From January to June 2011, catastrophic-storm losses totaled $17.8 billion—compared with a previous 10-year average of $6.4 billion—according to insurance company Munich Re. The data represent the latest in a 4-year trend toward more-frequent and more-powerful storms, according to risk-assessment company Risk Management Systems (RMS).
However, what hasn’t been determined is by how much the increased storm activity will affect the premiums of homeowner’s insurance in states that are prone to severe storms. Spokespeople from Allstate and Nationwide say it’s too soon to determine any effect. Matthew Neilson, who is a senior project manager at RMS, tells Consumers Digest that homeowners could be affected, but he doesn’t know by how much.

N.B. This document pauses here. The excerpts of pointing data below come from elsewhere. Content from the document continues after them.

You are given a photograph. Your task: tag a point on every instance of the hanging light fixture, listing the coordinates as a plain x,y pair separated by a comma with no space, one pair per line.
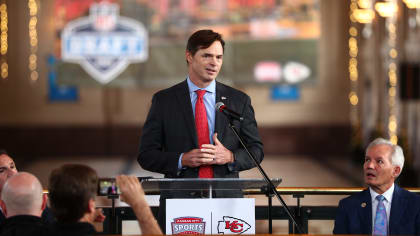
363,13
412,3
386,9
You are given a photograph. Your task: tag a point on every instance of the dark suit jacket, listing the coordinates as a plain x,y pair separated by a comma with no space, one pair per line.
47,217
353,218
170,130
24,225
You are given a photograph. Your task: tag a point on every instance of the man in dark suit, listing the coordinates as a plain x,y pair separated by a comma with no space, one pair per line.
384,208
171,143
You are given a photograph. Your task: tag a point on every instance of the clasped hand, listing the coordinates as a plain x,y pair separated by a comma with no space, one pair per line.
208,154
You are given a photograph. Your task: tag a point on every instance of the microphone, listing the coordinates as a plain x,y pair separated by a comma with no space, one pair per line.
220,106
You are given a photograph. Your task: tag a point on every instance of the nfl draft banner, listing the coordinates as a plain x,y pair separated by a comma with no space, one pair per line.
104,43
210,216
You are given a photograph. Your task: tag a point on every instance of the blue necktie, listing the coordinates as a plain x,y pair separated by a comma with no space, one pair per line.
381,222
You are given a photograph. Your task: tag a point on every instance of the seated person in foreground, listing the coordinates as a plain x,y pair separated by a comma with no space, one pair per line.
72,191
23,203
384,208
7,170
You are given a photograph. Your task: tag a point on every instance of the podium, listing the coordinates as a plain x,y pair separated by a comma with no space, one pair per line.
191,184
210,215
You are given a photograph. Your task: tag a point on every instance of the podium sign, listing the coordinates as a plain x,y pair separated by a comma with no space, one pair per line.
210,216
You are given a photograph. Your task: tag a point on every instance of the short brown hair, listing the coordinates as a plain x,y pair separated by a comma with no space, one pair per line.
70,188
202,39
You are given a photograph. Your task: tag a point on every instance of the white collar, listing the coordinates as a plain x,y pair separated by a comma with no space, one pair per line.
387,194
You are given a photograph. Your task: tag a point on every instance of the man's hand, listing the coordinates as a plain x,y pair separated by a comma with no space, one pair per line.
131,191
99,216
220,154
197,157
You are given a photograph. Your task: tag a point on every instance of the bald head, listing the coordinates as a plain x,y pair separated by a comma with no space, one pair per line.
22,195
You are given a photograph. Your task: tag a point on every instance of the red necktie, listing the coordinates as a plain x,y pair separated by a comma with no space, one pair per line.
202,131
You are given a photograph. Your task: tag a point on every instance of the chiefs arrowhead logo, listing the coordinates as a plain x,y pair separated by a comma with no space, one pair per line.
231,225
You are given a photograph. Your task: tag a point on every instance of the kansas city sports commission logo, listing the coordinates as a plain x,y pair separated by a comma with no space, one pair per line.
104,43
231,225
188,225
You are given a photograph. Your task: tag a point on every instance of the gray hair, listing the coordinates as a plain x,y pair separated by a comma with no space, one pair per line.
397,155
22,194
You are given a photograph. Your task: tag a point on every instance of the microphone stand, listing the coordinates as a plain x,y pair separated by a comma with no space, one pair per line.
270,184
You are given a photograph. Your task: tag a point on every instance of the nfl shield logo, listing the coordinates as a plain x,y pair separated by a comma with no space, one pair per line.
104,43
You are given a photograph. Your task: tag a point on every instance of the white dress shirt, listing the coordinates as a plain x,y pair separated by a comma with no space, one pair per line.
387,203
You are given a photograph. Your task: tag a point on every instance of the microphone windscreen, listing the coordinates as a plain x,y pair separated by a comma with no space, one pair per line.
219,105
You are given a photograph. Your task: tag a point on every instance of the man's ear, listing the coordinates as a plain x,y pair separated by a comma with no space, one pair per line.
44,201
397,171
3,207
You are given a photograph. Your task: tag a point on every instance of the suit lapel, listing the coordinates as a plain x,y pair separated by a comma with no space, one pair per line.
398,206
184,102
365,212
221,122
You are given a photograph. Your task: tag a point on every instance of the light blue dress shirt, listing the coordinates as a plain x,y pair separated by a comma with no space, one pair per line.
210,103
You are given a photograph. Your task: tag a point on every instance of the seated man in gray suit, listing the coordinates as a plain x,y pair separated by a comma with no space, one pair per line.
384,208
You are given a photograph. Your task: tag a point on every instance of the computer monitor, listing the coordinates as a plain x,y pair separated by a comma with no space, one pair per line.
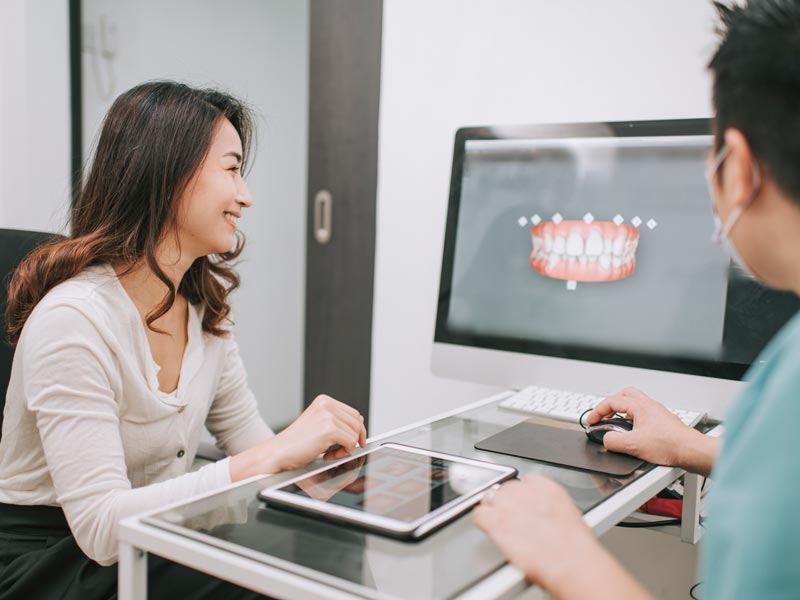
579,256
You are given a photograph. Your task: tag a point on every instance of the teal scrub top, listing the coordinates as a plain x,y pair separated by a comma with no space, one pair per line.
751,547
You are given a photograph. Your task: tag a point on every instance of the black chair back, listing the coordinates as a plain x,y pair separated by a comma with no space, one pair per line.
15,244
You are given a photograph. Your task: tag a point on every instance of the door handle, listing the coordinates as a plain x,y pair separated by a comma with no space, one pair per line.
323,209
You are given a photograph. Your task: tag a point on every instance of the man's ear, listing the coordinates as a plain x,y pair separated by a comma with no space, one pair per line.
740,170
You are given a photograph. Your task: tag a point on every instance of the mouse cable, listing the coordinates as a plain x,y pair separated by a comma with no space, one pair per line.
645,524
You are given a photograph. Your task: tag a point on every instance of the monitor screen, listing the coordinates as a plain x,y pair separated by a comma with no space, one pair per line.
593,242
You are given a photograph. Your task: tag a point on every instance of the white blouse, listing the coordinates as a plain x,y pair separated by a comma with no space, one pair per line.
86,426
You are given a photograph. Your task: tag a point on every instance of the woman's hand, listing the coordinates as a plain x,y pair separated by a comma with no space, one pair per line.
658,436
326,426
537,526
326,484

Insurers “are taking a huge hit” and would want to share the pain among homeowners, Neilson says, but he and other experts with whom we spoke point out that market competition prevents insurers from raising rates too much and thus losing business.
Steve Weisbart, who is senior vice president and chief economist at Insurance Information Institute, points out that insurance rates are regulated by state governments, so insurance companies can’t raise overall insurance rates without approval from a state’s insurance department. However, insurers can raise individual rates for homeowners who are deemed a greater “risk.”